S’étant ainsi mis en règle, les voyageurs reprirent la route de la Roda. Ils commençaient à gravir la pente d’une montagne, quand Catherine s’arrêta net en disant : « C’est ici que Dieu m’ordonne d’établir ma demeure. N’allons pas plus loin. »

Martin Alonso fit d’abord un peu d’opposition, alléguant qu’on n’était pas arrivé à l’endroit qu’il avait en vue. Mais Catherine refusa de poursuivre et le Père Piña l’appuya. « Il faut, affirma-t-il, qu’elle suive son inspiration. » Alonso en tomba d’accord et mit fin à ses objections.

Ils cherchèrent quelque caverne où la solitaire pût s’abriter des intempéries. Mais ils ne découvrirent, au milieu d’un épais taillis de cistes, de lentisques et de chênes verts, qu’une excavation « plus propre à servir de tanière à un renard que de logis à un ermite. L’entrée en était fort basse et l’intérieur si exigu en hauteur comme en largeur qu’il y avait à peine la place pour une personne même d’une taille aussi petite que celle de Catherine. » Or elle déclara que ce terrier lui convenait de tous points.

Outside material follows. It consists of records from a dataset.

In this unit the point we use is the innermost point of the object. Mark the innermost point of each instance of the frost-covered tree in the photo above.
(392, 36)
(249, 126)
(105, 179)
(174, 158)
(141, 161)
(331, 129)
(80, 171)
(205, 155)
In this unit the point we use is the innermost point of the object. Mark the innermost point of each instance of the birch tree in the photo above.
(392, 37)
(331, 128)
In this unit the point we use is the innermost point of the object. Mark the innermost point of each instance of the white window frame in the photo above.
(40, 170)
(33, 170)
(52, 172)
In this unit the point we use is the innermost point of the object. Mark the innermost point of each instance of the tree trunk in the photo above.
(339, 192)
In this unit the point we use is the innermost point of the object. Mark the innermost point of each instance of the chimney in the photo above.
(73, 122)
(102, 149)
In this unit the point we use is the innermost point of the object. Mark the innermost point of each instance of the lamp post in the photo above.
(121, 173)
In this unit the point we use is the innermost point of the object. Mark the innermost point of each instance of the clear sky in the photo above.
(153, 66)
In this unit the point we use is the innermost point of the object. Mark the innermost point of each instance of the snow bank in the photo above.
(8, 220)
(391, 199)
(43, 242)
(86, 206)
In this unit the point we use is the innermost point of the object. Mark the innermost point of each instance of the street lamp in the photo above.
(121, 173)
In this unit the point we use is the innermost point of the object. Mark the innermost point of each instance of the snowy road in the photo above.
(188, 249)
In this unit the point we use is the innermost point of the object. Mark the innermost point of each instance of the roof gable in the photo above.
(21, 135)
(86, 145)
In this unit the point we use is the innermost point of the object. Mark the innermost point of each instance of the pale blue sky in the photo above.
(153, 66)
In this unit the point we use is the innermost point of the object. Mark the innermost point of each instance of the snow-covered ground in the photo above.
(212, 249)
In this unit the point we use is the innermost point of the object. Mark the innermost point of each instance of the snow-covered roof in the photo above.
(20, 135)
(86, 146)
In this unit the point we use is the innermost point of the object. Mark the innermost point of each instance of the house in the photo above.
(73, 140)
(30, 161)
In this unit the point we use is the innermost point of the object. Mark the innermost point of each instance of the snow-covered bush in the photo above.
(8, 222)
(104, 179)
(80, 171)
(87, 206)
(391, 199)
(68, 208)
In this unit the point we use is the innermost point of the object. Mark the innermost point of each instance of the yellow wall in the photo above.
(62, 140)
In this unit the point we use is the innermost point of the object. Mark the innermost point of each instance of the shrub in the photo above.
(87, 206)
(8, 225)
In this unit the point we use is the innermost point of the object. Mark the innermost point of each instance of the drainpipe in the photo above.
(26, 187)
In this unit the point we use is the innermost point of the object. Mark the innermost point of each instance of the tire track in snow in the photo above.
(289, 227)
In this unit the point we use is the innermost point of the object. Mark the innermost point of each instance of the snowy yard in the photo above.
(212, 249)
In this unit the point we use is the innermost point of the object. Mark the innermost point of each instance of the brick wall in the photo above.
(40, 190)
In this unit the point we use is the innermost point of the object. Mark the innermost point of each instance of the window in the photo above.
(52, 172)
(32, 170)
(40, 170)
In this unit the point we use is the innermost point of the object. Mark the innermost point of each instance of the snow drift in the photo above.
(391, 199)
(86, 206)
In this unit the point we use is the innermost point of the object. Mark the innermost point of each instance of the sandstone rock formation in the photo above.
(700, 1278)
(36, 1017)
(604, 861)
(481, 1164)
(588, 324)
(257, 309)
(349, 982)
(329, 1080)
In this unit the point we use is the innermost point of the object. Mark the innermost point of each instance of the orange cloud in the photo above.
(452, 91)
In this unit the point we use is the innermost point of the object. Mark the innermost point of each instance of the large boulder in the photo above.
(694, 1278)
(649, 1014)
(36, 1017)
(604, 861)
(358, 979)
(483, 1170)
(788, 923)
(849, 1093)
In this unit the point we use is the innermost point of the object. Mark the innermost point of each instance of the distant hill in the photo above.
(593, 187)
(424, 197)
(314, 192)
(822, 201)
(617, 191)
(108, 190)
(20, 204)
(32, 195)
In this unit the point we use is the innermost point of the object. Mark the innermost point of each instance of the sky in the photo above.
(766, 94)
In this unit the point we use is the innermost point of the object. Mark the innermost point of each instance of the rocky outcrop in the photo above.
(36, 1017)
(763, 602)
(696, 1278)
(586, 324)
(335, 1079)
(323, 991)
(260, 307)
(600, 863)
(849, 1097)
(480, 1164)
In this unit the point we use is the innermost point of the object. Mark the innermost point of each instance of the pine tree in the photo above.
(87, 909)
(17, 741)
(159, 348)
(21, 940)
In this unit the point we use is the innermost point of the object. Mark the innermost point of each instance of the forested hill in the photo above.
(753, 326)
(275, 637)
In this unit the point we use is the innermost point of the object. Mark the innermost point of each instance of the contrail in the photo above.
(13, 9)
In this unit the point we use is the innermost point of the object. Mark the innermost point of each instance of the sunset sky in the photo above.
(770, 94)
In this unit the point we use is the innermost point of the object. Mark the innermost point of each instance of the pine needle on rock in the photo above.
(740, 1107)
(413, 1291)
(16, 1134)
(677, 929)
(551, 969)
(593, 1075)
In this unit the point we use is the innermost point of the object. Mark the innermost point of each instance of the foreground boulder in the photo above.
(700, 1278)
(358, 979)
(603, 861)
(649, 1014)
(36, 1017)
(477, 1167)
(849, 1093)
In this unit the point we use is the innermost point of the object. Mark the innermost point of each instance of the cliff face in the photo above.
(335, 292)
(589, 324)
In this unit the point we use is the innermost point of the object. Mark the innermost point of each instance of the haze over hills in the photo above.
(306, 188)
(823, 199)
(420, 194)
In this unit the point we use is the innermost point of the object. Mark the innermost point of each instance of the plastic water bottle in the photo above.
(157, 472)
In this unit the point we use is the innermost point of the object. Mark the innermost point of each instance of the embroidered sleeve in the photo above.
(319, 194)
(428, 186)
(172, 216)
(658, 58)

Les prêtres tressèrent alors, avec des tiges de genêts flexibles, une claie qu’ils appliquèrent contre l’ouverture de façon à dissimuler l’entrée aux passants. Puis cette sorte de tombeau ainsi accommodé, ils prirent congé de Catherine en la bénissant et en lui laissant trois pains.

« Trois pains, s’écrie le père François, voilà donc toute la provision de celle qui avait connu les mets de la table du roi ! Eh bien, elle éprouva plus de satisfaction à les manger avec des fruits sauvages que devant les plats raffinés de naguère. »

La « tanière » était située sur le territoire de Vala de Rei, à deux lieues de la Roda, à une petite distance de la rivière du Jugar et à une demi-lieue du monastère de la Fuen-Santa édifié quelques années auparavant, par les religieux Trinitaires dans cette solitude[4].

[4] On trouvera l’emplacement de ces diverses localités et de la « tanière » de Catherine sur la carte placée dans le livre des Fondations, tome IV des œuvres complètes de sainte Térèse, édition des Carmélites de Paris (1909).

C’est en l’an 1562 que Catherine s’établit de la sorte au désert.